- Tottenham Location within Ontario
- Country: Canada
- Province: Ontario
- County: Simcoe
- Town: New Tecumseth

Area
- • Land: 9.93 km^{2} (3.83 sq mi)

Population (2021)
- • Total: 9,609
- • Density: 968/km^{2} (2,510/sq mi)
- Time zone: UTC-5 (Eastern (EST))
- • Summer (DST): UTC-4 (EDT)

= Tottenham, Ontario =

Town in south-central Ontario, Canada

Tottenham is a small community located in southern Simcoe County, Ontario, Canada south of Beeton and Alliston; all three were amalgamated in 1991 into the single Town of New Tecumseth. It takes its name from its first postmaster, Alexander Totten.
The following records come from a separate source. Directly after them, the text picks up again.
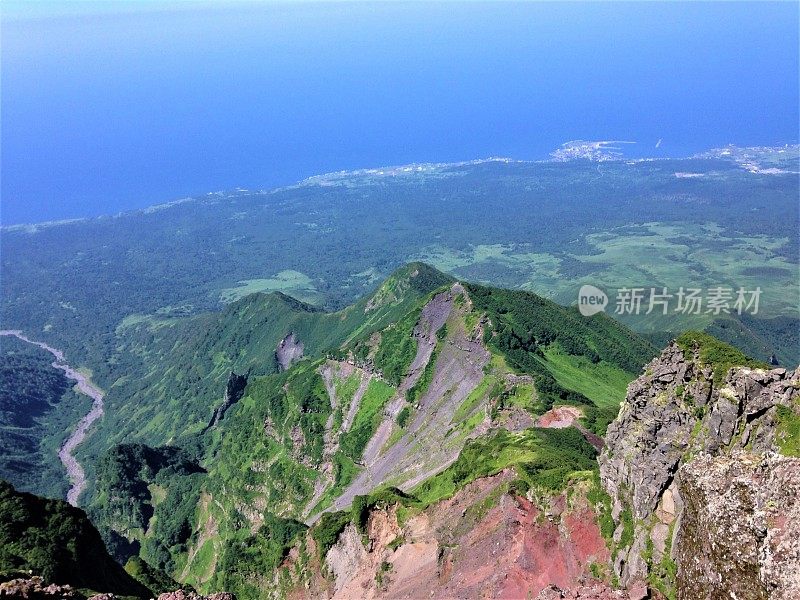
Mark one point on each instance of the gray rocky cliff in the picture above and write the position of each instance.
(675, 418)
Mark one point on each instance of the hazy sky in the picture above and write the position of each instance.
(108, 107)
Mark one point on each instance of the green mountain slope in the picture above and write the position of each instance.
(390, 392)
(173, 372)
(56, 541)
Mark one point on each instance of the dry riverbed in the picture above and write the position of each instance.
(76, 474)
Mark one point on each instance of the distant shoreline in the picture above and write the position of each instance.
(568, 152)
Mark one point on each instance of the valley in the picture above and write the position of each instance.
(265, 424)
(83, 384)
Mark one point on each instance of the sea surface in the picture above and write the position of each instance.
(111, 107)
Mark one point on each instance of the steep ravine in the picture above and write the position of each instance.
(75, 471)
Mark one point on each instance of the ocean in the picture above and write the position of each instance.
(112, 107)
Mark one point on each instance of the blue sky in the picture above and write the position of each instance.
(114, 106)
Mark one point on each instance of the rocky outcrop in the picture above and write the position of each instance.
(234, 390)
(484, 542)
(595, 592)
(672, 415)
(188, 595)
(289, 351)
(740, 527)
(35, 588)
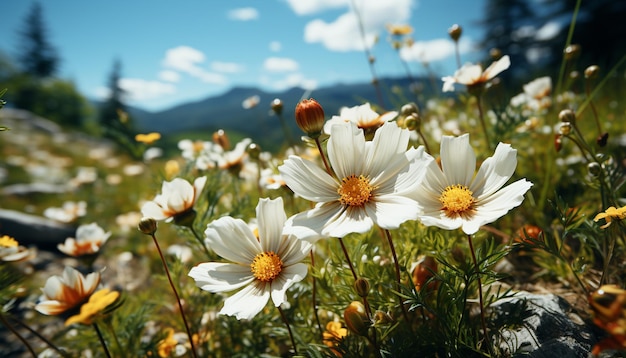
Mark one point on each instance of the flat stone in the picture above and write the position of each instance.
(35, 230)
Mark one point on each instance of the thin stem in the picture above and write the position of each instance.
(314, 299)
(480, 294)
(102, 342)
(180, 305)
(397, 267)
(200, 240)
(319, 148)
(482, 121)
(458, 54)
(345, 252)
(47, 341)
(368, 55)
(19, 336)
(293, 341)
(593, 108)
(421, 135)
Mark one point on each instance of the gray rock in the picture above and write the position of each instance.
(34, 230)
(540, 325)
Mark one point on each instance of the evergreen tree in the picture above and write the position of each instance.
(37, 56)
(114, 118)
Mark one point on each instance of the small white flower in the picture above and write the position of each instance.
(68, 291)
(370, 184)
(262, 267)
(363, 116)
(453, 197)
(471, 74)
(89, 239)
(177, 196)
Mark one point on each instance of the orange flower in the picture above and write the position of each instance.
(148, 138)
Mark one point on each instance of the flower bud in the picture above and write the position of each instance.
(455, 32)
(558, 142)
(412, 122)
(356, 318)
(362, 287)
(310, 117)
(147, 226)
(565, 128)
(567, 115)
(592, 72)
(594, 169)
(221, 139)
(495, 54)
(424, 271)
(572, 52)
(602, 139)
(254, 151)
(277, 106)
(408, 109)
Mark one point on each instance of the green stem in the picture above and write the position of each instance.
(483, 322)
(102, 342)
(180, 305)
(17, 334)
(482, 121)
(293, 341)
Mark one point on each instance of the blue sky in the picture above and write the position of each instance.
(173, 53)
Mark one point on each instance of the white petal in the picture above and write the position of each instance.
(390, 211)
(346, 149)
(350, 220)
(498, 204)
(221, 277)
(308, 180)
(457, 159)
(151, 210)
(246, 303)
(233, 240)
(271, 218)
(390, 142)
(496, 67)
(495, 171)
(289, 276)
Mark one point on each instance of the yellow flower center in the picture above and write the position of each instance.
(355, 191)
(457, 200)
(7, 241)
(266, 266)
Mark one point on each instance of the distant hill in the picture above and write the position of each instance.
(225, 111)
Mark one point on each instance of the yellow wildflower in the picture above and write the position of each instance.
(148, 138)
(610, 214)
(96, 304)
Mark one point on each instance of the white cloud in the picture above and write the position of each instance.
(139, 90)
(280, 64)
(169, 76)
(433, 50)
(226, 67)
(186, 59)
(275, 46)
(307, 7)
(344, 34)
(243, 14)
(290, 81)
(548, 31)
The Tottenham Conservation Area is a recreational facility in the village, which is also famous for its annual event, the Tottenham Bluegrass Festival. There is also a restored steam train that is a tourist attraction, taking passengers to Beeton and back. Tottenham is home to four schools (two public, two Christian): Tottenham Public School, Tecumseth South Central Public School, Father F.X. O'Reilly School, and Saint Thomas Aquinas Catholic Secondary School.

The town was ravaged by a fire in 1895, which began at the McKinney foundry. Eighty structures were destroyed, including the foundry and a Methodist church. Despite warnings in 1884 that the town needed a fire engine, none had been purchased. To combat the 1895 fire, the town of Allandale sent its fire engine, preventing further spread of the fire.